The Unbroken Beauty of Rosalind Bone by Alex McCarthy

The Unbroken Beauty of Rosalind Bone by Alex McCarthy

Author:Alex McCarthy [McCarthy, Alex]
Language: eng
Format: epub
ISBN: 9781529900316
Publisher: Penguin Random House UK
Published: 2023-05-09T00:00:00+00:00


15

Catrin

THERE WASN’T JUST THE image of Rosalind. There was another, looking down into the bowl of the pit yard, where a hundred people, miniature in black and white, had made way for stretchers cradling the bodies of the dead. Catrin turned the dial on the machine to zoom in but the picture lost focus. She re-read the report and the names of those who had died, looked at the images and wondered which body was his. Her grandfather’s.

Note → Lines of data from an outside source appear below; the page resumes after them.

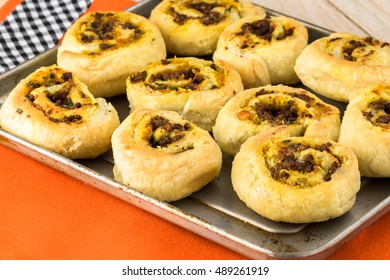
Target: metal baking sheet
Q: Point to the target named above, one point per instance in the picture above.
(214, 212)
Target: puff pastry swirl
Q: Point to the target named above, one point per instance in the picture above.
(103, 48)
(192, 27)
(366, 130)
(259, 109)
(295, 179)
(163, 156)
(53, 109)
(195, 88)
(334, 66)
(263, 50)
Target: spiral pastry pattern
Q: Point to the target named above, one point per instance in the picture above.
(53, 109)
(154, 150)
(365, 128)
(180, 21)
(295, 179)
(258, 109)
(334, 66)
(263, 50)
(195, 88)
(103, 48)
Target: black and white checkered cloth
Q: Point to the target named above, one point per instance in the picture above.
(34, 27)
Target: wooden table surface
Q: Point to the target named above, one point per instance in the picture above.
(361, 17)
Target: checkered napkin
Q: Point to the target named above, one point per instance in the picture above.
(34, 27)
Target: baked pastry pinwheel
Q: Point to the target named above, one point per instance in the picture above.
(295, 179)
(335, 65)
(163, 156)
(192, 27)
(258, 109)
(53, 109)
(103, 48)
(263, 50)
(195, 88)
(365, 129)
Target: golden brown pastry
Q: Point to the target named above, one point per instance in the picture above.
(258, 109)
(366, 130)
(192, 27)
(163, 156)
(295, 179)
(195, 88)
(103, 48)
(263, 50)
(53, 109)
(334, 66)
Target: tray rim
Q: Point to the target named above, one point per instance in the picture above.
(171, 213)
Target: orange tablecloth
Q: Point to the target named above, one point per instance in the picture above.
(45, 214)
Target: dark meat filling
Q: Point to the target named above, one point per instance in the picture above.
(289, 161)
(173, 132)
(355, 44)
(380, 106)
(60, 98)
(277, 116)
(209, 17)
(191, 75)
(263, 29)
(138, 77)
(103, 29)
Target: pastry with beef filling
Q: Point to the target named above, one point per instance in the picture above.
(103, 48)
(334, 66)
(195, 88)
(192, 27)
(263, 50)
(295, 179)
(365, 129)
(53, 109)
(163, 156)
(259, 109)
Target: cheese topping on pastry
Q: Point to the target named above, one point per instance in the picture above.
(302, 164)
(180, 75)
(206, 12)
(263, 32)
(107, 31)
(162, 134)
(366, 50)
(377, 108)
(55, 94)
(277, 107)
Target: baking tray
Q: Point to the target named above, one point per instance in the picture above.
(215, 212)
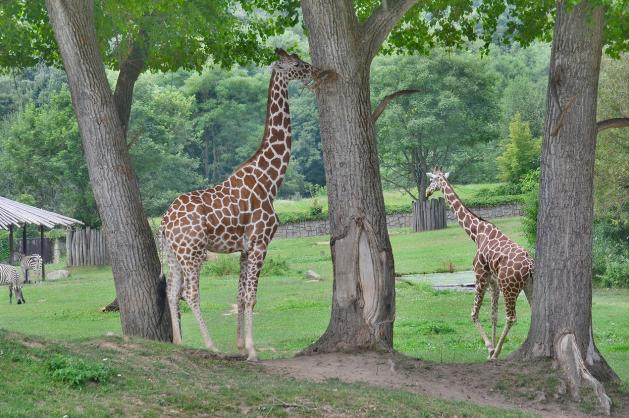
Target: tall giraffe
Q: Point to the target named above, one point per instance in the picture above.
(499, 262)
(236, 215)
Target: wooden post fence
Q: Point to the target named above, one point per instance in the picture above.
(429, 215)
(86, 247)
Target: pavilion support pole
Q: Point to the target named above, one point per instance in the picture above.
(24, 251)
(41, 252)
(10, 244)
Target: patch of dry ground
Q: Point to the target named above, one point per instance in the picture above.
(503, 384)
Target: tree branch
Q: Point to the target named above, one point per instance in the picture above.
(387, 99)
(612, 123)
(130, 70)
(381, 22)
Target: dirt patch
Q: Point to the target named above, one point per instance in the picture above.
(499, 384)
(31, 344)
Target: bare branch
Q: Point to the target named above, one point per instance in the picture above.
(381, 22)
(387, 99)
(612, 123)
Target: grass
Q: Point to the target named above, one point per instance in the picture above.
(298, 210)
(152, 379)
(433, 325)
(290, 314)
(394, 201)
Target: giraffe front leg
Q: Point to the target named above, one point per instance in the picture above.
(482, 277)
(495, 296)
(255, 259)
(240, 303)
(510, 301)
(173, 290)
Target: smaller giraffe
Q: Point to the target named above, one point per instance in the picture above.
(499, 262)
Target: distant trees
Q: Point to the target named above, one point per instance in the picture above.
(520, 152)
(454, 110)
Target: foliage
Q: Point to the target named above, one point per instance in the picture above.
(172, 34)
(454, 110)
(161, 132)
(530, 187)
(76, 371)
(520, 152)
(155, 380)
(291, 312)
(611, 254)
(611, 174)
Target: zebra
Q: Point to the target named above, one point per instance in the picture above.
(11, 277)
(32, 262)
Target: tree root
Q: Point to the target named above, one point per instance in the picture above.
(112, 307)
(571, 362)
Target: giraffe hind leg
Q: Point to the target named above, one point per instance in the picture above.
(255, 260)
(173, 290)
(240, 303)
(481, 285)
(510, 300)
(191, 295)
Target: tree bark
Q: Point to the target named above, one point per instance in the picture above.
(139, 287)
(363, 305)
(130, 70)
(562, 288)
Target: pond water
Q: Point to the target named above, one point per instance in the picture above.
(459, 281)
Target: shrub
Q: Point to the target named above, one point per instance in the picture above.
(76, 371)
(530, 207)
(520, 152)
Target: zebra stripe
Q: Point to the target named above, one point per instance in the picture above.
(9, 276)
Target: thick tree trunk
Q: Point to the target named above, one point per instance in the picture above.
(136, 269)
(363, 307)
(562, 289)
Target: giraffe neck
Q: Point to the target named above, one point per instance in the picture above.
(468, 220)
(270, 161)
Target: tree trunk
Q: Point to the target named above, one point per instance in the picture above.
(135, 265)
(562, 288)
(363, 306)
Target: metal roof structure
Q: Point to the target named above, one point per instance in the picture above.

Mam didn’t like to speak much about the past. Catrin knew he’d died in the pit before she was born. She’d been taken to the memorial stone, where his name was engraved with the others. And there was a picture on the mantelpiece of her grandparents’ wedding day: stern faces and buttonhole roses; not much happiness. But she and Mam were not alone in having lost a man to the mine. It was seeing it all in print, as reported, photographed fact, and connecting the date of the photograph of Rosalind with the day of her grandfather’s death that shocked Catrin. For the first time, she felt she’d lost someone too. A part of her had been taken. She would have had a grandfather but for somebody else’s negligence.

Catrin collected the article from the library printer and looked anew at the picture of Rosalind Bone. It was titled ‘A village mourns’, but Catrin wondered if there wasn’t something disingenuous in it. Thought had gone into a pose, at a time when Rosalind’s thoughts should have been for her dead father alone. The image Catrin had worshipped for years no longer seemed beautiful but ugly and contrived. Rosalind wrapping a shawl around her head, as if she were acting a part.

Knowledge of the context made Catrin feel ashamed she’d been seduced by the image. Ashamed she’d wasted hours staring at it and searching her own face in the mirror, hoping for echoes of Rosalind Bone. No wonder Mam hid the photograph away.

Catrin made a fold around each edge of the picture, tore it from the rest of the article and threw it into the library bin.

On a bench outside, she drank her flask of tea and watched the cigarette ends rolling across the paving stones at her feet rather than think about what she’d found. People passed by, and Catrin analysed their body language, tried to catch snatches of their conversations, glimpsed into their shopping bags, guessed the sort of lives they led. What were their ugly secrets? Eventually, she took out her notebook and began to make sketches: the hunch of an old man, litter drifting down the gutter, the palette of ice-lollied stickiness on a little boy’s face. Anything to keep her mind off the bodies in the newspaper.